The Multitask Variable Importance (Multitask VI) is a modified version of the permuted variable importance score for Random Forests. Essentially, for a Random Forest trained simultaneously for multiple response vectors, it allows the inference of variable importance scores per variable and per task. For more information, see our manuscript (Aben et al, submitted, https://doi.org/10.1101/243568), where we applied this score to a dataset where each tasks corresponds to a drug combination (and hence the Multitask VI is called the Drug combination specific Variable Importance, or DVI, there).

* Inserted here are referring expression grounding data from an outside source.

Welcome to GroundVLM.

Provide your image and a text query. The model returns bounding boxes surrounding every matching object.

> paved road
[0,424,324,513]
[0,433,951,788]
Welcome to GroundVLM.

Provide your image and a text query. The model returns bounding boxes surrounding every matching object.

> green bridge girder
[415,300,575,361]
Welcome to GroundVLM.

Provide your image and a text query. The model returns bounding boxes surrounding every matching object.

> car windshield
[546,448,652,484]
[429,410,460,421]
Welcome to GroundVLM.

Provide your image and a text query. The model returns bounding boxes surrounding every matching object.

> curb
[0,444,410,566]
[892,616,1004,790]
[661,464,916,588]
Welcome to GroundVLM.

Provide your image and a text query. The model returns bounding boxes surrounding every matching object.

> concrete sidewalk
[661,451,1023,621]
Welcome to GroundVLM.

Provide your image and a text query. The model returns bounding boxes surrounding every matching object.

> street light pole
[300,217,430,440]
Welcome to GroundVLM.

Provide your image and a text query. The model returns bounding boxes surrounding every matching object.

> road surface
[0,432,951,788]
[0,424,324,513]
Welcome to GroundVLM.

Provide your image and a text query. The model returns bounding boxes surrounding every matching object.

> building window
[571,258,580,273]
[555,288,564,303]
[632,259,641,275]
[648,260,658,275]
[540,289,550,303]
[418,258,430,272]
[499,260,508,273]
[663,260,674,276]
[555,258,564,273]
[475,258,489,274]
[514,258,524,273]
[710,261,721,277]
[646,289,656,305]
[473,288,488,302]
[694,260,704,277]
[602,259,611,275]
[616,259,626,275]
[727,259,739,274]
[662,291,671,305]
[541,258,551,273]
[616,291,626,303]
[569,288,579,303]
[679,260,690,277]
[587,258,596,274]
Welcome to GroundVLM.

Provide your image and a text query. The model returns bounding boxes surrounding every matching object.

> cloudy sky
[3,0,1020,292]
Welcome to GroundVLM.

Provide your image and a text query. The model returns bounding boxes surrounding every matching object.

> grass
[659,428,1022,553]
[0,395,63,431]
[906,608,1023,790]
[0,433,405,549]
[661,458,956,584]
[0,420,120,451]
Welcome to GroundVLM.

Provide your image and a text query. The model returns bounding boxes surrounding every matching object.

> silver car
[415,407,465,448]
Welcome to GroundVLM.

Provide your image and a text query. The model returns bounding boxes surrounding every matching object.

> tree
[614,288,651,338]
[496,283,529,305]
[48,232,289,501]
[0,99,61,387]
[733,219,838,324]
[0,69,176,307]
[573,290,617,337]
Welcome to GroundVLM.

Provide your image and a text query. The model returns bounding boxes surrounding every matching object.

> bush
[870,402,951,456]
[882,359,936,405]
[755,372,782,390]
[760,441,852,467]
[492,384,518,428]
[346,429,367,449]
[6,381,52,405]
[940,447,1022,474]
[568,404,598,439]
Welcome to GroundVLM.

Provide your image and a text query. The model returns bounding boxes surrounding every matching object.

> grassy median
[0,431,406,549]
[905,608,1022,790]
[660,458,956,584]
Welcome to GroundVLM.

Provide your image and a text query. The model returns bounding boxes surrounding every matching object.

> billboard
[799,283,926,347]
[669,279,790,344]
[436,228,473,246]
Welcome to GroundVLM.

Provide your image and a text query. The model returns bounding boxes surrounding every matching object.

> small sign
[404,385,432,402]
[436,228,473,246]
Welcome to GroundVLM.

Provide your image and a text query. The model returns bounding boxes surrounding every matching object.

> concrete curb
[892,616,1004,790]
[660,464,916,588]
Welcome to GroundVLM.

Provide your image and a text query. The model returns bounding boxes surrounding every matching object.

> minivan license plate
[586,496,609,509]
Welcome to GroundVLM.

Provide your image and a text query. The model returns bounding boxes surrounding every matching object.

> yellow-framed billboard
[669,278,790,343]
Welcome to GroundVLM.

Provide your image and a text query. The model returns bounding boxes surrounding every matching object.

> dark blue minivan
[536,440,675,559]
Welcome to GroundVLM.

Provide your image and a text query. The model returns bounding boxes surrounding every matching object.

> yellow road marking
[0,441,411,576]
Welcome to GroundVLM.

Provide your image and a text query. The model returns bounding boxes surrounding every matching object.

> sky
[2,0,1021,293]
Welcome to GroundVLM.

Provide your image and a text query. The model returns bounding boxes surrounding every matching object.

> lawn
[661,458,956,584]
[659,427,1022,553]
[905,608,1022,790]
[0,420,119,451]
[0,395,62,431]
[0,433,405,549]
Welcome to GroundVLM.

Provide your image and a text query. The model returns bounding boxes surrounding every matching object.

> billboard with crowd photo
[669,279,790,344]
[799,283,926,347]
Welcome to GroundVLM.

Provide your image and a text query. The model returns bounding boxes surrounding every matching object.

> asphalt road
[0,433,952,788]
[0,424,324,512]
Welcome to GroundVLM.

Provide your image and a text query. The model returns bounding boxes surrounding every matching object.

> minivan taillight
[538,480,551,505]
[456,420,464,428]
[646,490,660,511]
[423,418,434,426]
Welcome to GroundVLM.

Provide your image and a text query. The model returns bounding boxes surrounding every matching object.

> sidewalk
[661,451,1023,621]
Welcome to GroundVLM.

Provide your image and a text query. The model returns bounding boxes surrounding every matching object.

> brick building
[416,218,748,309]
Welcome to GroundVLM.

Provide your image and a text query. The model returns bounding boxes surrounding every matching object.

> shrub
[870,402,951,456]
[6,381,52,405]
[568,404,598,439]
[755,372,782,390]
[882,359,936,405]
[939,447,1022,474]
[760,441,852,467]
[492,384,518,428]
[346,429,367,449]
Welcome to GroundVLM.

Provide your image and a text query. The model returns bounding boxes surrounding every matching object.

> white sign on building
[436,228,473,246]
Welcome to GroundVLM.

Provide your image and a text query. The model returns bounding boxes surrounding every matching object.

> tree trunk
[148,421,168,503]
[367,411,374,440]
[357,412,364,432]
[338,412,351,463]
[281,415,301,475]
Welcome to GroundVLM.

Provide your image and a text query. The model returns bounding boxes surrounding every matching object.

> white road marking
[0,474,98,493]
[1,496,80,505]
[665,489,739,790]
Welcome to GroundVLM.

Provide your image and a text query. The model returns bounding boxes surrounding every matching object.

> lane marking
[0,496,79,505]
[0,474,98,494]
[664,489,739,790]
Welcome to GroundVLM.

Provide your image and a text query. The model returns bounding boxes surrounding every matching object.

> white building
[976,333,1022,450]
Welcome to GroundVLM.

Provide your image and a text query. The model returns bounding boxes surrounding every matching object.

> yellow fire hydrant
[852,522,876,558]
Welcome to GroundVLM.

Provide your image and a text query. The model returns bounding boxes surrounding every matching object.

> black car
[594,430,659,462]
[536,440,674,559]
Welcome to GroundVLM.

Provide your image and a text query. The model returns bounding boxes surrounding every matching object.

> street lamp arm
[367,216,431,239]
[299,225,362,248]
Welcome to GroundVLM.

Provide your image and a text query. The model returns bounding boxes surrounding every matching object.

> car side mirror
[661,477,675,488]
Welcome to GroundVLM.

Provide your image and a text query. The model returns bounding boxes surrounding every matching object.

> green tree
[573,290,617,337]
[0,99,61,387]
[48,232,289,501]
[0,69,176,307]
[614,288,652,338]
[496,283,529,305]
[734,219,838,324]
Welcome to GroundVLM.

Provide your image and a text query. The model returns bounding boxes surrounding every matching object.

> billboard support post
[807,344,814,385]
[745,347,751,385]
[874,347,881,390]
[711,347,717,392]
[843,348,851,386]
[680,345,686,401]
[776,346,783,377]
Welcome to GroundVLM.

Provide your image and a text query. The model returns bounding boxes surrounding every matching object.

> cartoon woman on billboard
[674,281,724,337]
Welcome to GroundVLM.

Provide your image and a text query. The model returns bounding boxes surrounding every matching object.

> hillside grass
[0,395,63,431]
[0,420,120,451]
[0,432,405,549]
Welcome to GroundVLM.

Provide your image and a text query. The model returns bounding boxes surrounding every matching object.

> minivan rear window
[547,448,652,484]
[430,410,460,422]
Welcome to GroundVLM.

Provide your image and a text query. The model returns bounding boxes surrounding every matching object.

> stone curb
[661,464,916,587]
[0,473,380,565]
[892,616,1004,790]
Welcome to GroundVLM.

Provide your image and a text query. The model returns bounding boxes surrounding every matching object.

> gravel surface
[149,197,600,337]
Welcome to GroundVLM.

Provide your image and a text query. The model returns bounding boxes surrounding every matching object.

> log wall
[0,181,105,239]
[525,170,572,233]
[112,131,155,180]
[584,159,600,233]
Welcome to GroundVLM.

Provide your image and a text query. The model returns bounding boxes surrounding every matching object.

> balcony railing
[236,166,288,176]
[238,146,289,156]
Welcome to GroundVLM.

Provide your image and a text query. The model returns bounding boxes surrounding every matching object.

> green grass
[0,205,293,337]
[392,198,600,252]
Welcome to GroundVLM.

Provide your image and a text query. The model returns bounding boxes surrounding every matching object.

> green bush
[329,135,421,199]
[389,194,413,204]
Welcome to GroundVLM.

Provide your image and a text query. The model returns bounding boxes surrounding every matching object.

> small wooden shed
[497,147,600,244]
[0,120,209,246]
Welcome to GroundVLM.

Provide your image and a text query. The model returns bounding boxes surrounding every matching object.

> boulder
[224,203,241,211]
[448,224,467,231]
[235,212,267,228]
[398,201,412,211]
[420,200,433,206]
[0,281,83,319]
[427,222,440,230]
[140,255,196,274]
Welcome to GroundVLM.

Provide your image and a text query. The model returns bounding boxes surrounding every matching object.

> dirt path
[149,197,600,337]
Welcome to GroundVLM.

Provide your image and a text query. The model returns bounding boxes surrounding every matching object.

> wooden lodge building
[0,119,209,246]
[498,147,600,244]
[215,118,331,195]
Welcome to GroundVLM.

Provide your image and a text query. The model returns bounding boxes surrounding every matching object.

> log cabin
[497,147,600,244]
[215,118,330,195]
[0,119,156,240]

The easiest way of making sure all dependencies are present is by using conda. In the main directory of the repository, run:
conda env create --file environment.yml
source activate multitask_vi
pip install .
First, activate the conda environment:
source activate multitask_vi
Next, we'll train the Random Forest using mt-train. This command has the following parameters:
- --x_train: the input matrix X used for training (required).
- --y_train: the response vector y used for training (required).
- --output_base: where should a pickled version of the Random Forest model be saved? (required)
- --n_estimators: number of trees to use in the Random Forest (default: 500).
- --cpus: number of threads to use (default: 1).
- --seed: random seed to use (default: 1).
We'll briefly describe the format of X and y here, for more details we refer to our manuscript. Let n be the number of samples, p the number of features and q the number of tasks. The matrix X is the nq x p input matrix that is constructed by 1) taking a 'regular' n x p input matrix and repeating it q times; and 2) adding q features (whose column name starts with 'task_') with indicator variables that associate each row to the relevant task. We obtain the nq x 1 response vector y by repeating the regular n x 1 response vector q times.
mt-train --x_train example/x_train.csv --y_train example/y_train.csv --output_base example/trained
We can then use mt-vi to determine the variable importance. This command has the following parameters:
- --x_train: the input matrix X used for training (required).
- --y_train: the response vector y used for training (required).
- --model: the trained Random Forest model, resulting from mt-train (required).
- --design: a design matrix, indicating which samples correspond to which task (required).
- --output: where should the resulting variable importances be saved? (required)
- --threads: number of threads to use (default: 1).
mt-vi --x_train example/x_train.csv --y_train example/y_train.csv --model example/trained.model.pkl --output example/vi.csv --design example/design.csv
The example data has been designed such that
- for the first five tasks the importance of the first variable will be high; and
- for the next five tasks the importance of the second variable will be high.
An example using the API is given in example/api_example.ipynb. To run this example, first install the dependencies as described above and then run these additional commands.
source activate multitask_vi
conda install jupyter
conda install matplotlib
conda install seaborn
jupyter notebook
From the Jupyter Notebook, example/api_example.ipynb can be opened and executed.